Рябиновая ветка (Стариков) - страница 41

Приходько, заметив, что он не спит, спросил:

— Ты не из третьей ли армии?

— Оттуда. А что?

— Выходит, мы с тобой по армии земляки. Ну, не тужи! Быть в партизанах — это все равно, что в армии служить. А ты теперь и не думай, чтобы фронт перейти. Фашисты дальше Старой Руссы продвинуться не могут, и столько у них там теперь войск, что и зайцу проскочить невозможно.

— А кто знает, что я в партизанах? Вот попаду в армию, начнут спрашивать, где был, что делал.

— А тебе что — рассказать нечего? Если ты перед собой честен, то и никакой суд не страшен. Ведь и я, вроде тебя, пристал к партизанам и знаю, что клятву свою военную не нарушил. А вот ежели человек перед самим собой сподличает, то тут никакой суд ему оправдания не найдет.

— Неизвестно, надолго ли она, эта война, — вздыхая, произнес Мохнашин.

— Ох, кажется, надолго. Много у гитлеровцев силы. Долго нам Гитлеру хребет ломать придется. Долго, земляк!..

— Не нравится мне здесь, — сказал Мохнашин. — Комиссар крепко меня остерегается.

— А это ты напрасно. Он — человек хороший. А остерегаться приходится. Вот пришел ты, человек никому не известный, неведомый. Может, ты от смерти бежишь, а может, смерть к нам за собой ведешь. А он за каждого человека и за все дело в ответе. Ты подумай, что мы тут делаем, какую войну ведем. Дивизия против нас стоит и ничего поделать не может. На железной дороге каждую ночь поезда под откос валятся. А ты обижаешься! Понимать надо…
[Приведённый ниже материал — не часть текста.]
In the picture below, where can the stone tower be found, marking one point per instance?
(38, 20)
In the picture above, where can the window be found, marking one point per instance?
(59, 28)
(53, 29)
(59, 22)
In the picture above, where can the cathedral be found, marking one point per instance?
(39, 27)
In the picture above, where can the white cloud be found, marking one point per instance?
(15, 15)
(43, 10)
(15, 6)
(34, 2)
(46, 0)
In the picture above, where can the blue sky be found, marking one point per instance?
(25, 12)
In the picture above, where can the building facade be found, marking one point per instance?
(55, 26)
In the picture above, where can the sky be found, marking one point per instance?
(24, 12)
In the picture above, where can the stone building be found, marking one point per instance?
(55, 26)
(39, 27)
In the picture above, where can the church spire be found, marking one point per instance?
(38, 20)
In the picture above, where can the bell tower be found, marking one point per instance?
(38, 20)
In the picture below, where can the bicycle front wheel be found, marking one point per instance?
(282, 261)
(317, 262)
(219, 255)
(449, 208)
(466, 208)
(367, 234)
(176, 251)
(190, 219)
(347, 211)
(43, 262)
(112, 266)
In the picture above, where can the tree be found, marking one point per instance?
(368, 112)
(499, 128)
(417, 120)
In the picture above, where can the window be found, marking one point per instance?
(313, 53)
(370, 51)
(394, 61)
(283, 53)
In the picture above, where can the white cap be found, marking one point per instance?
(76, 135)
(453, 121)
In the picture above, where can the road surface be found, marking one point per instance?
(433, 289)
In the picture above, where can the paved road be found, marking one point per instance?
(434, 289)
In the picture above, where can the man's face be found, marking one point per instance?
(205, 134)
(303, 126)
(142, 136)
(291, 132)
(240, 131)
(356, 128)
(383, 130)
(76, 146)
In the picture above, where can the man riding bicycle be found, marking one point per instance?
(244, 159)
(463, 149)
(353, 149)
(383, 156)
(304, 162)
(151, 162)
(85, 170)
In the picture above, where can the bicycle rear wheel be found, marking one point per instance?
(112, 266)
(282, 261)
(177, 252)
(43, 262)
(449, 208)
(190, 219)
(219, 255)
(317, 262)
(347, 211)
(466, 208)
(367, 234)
Рано утром Мохнашин пошел в штаб. Часовой сказал, что комиссар велел ему обождать. Мохнашин присел на ступеньку. Мимо него то и дело проходили люди. Подъехал молодой парень, высокий, с лихим чубом из-под кубанки, с маузером на поясе, лихо осадил жеребца у избы и, проходя мимо часового, бросил:

— Здорово!

— Здравствуй, Саша! — ответил часовой.

Из избы вышел Боря. Увидев Мохнашина, улыбнулся ему, как старому знакомому, и гордо сказал:

— В разведку ухожу.

Из избы крикнули:

— Мохнашин!

Он вошел в избу. Комиссар и командир отряда сидели за столом перед развернутой картой. Саша, стоя возле стола, отставив ногу, говорил:

— Все можно сделать в самом лучшем виде. Гарнизон небольшой, обложим — никто не проскочит, врасплох возьмем.

Он замолчал, оглядывая всех веселыми глазами.

— Ну, солдат, — сказал Мохнашину комиссар, — отложим временно твое возвращение в армию. Будешь у нас служить. Сегодня вот с ним и в дело пойдешь.

Так началась настоящая партизанская жизнь Ивана Мохнашина.

4

Налет на вражеский гарнизон был намечен на час ночи.

Командир партизанского отряда Горюнов и комиссар сидели в том самом лесочке, который были виден из окна бани Ефима Яковлевича, и ждали начала атаки. Ночь выдалась черная, тихая, холодная. Комиссар осторожно посветил фонариком на часы, они показывали десять минут второго.